Chapitre 3 : Équinoxe
Le lendemain, Léo ne tenait plus en place. Pendant tout le cours de mathématiques, ses pensées erraient loin des équations et des graphiques. Il dessinait distraitement sur son cahier, traçant des mots et des lignes qui ressemblaient aux poèmes du carnet, tentant de s'approprier le style mystérieux de l'auteur. Mais rien de ce qu'il écrivait ne lui semblait aussi beau, aussi saisissant que les poèmes qu'il avait découverts.
À la pause, il s'isola dans un coin du lycée, son casque sur les oreilles pour éviter qu'on vienne le déranger. Mais même là, il avait l'air de l'appeler. Il sortit discrètement le petit objet de son sac, feuilletant à nouveau les pages. Il s'arrêta sur un poème qu'il avait à peine remarqué auparavant :
« Ils m'ont dit qu'ici je trouverais ma place,
Mais je n'ai trouvé que des regards qui passent.
Alors j'ai fait de la ville mon écrin,
Et de mes mots, des éclats pour éclairer demain.
Car si personne ne m'attend, personne ne m'entend,
Mes lettres, elles, me tiennent vivant.
Dans ce chaos, je sculpte mon refuge,
Un monde où les absences deviennent des allées où je déambule.
Et même si la solitude pèse sur mon chemin,
Elle reste ma compagne, ma force, mon destin. »
En bas, une autre annotation. Cette fois, ce n'était pas une date, mais un simple mot : Équinoxe.
Léo fronça les sourcils. Équinoxe ? Était-ce un lieu ? Un café, une bibliothèque ? Ou simplement une référence poétique ? Il sortit son téléphone pour rechercher rapidement en ligne. Une librairie portant ce nom existait bien, à une trentaine de minutes à pied de chez lui.

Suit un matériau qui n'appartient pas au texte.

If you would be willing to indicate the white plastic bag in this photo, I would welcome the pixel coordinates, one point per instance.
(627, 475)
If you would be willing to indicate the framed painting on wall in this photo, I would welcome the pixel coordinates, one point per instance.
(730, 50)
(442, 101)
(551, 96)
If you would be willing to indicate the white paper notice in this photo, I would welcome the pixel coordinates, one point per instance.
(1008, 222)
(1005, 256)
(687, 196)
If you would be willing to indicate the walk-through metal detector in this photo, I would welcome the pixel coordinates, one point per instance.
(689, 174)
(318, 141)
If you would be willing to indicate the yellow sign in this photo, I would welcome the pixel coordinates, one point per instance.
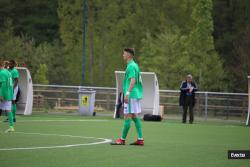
(84, 100)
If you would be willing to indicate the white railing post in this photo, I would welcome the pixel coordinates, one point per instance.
(206, 105)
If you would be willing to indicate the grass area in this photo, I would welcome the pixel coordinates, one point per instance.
(167, 143)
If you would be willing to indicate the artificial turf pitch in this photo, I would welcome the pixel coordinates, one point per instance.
(168, 143)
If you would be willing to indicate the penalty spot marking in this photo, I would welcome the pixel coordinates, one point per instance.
(103, 141)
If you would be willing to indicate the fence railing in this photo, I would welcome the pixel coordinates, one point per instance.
(208, 104)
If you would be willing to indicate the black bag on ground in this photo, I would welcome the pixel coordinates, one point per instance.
(150, 117)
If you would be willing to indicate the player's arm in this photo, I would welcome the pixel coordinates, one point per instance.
(131, 85)
(15, 82)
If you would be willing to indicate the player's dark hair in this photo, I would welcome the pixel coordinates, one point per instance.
(13, 62)
(130, 50)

Ce n'était peut-être qu'une coïncidence, mais il se dit qu'il n'avait rien à perdre.
Le vent s'était levé lorsqu'il arriva devant la boutique. Une vieille enseigne en bois pendait au-dessus de la porte, gravée des mots « Librairie Équinoxe – Où les âmes vagabondent ». Cela était trop parfait pour ne pas être un indice.
L'intérieur était tout aussi mystérieux. Les étagères croulaient sous des livres aux couvertures abîmées, et une douce odeur de papier ancien flottait dans l'atmosphère. Une femme d'âge mûr, avec des lunettes rondes et une écharpe rouge, était assise derrière le comptoir, plongée dans un roman. Elle leva les yeux lorsqu'il entra, mais ne dit rien, attendant qu'il se présenta.
Léo s'approcha timidement.
__ Bonjour... Excusez-moi, je cherche quelqu'un qui aurait peut-être écrit ce carnet.
Il tendit l'objet comme un trésor précieux. La libraire posa son livre et l'examina avec attention. Ses sourcils se froncèrent un peu.
__ Je reconnais cette écriture, je crois... Oui, c'est un habitué de la boutique. Un jeune qui vient souvent acheter des recueils de poésie. Mais je ne connais pas son nom.
Léo sentit une pointe de déception. Il s'était approché d'une piste, mais il n'avait toujours pas de réponses concrètes.
__ Vous pensez qu'il pourrait revenir ?
Elle haussa les épaules.
__ Il venait souvent vers la fin de l'après-midi, mais cela fait un moment que je ne l'ai pas vu. Peut-être que je pourrais vous prévenir si je le revois. Laissez-moi votre numéro.
Léo griffonna son numéro sur un bout de papier qu'elle glissa dans un tiroir. Avant de partir, une question lui échappa, celle qu'il n'avait pas osé poser plus tôt.
__ Est-ce que... vous avez vu quelqu'un d'autre avec ce genre de carnet ?
La libraire sourit énigmatiquement, comme si elle comprenait la quête de Léo.
__ Ce carnet semble être tombé entre de bonnes mains. Les mots trouvent toujours ceux qui doivent les lire... Peut-être que ce n'est pas lui que vous cherchez.
Sur le chemin du retour, le jeune homme se sentit perdu. La librairie était une piste, mais elle ne l'avait pas rapproché de l'auteur. Pourtant, il ne pouvait s'empêcher de penser aux mots de la libraire : Ce n'est pas lui que vous cherchez... Il ne savait pas encore pourquoi, mais il avait l'impression qu'il venait de franchir un nouveau seuil dans son enquête.
Sur le chemin du retour, il se sentait plus confus que jamais.
Dans son esprit, une idée germa. Il décida que la prochaine étape serait de retourner à l'étang à l'heure où l'inconnu(e) venait peut-être écrire. Et cette fois, il allait attendre.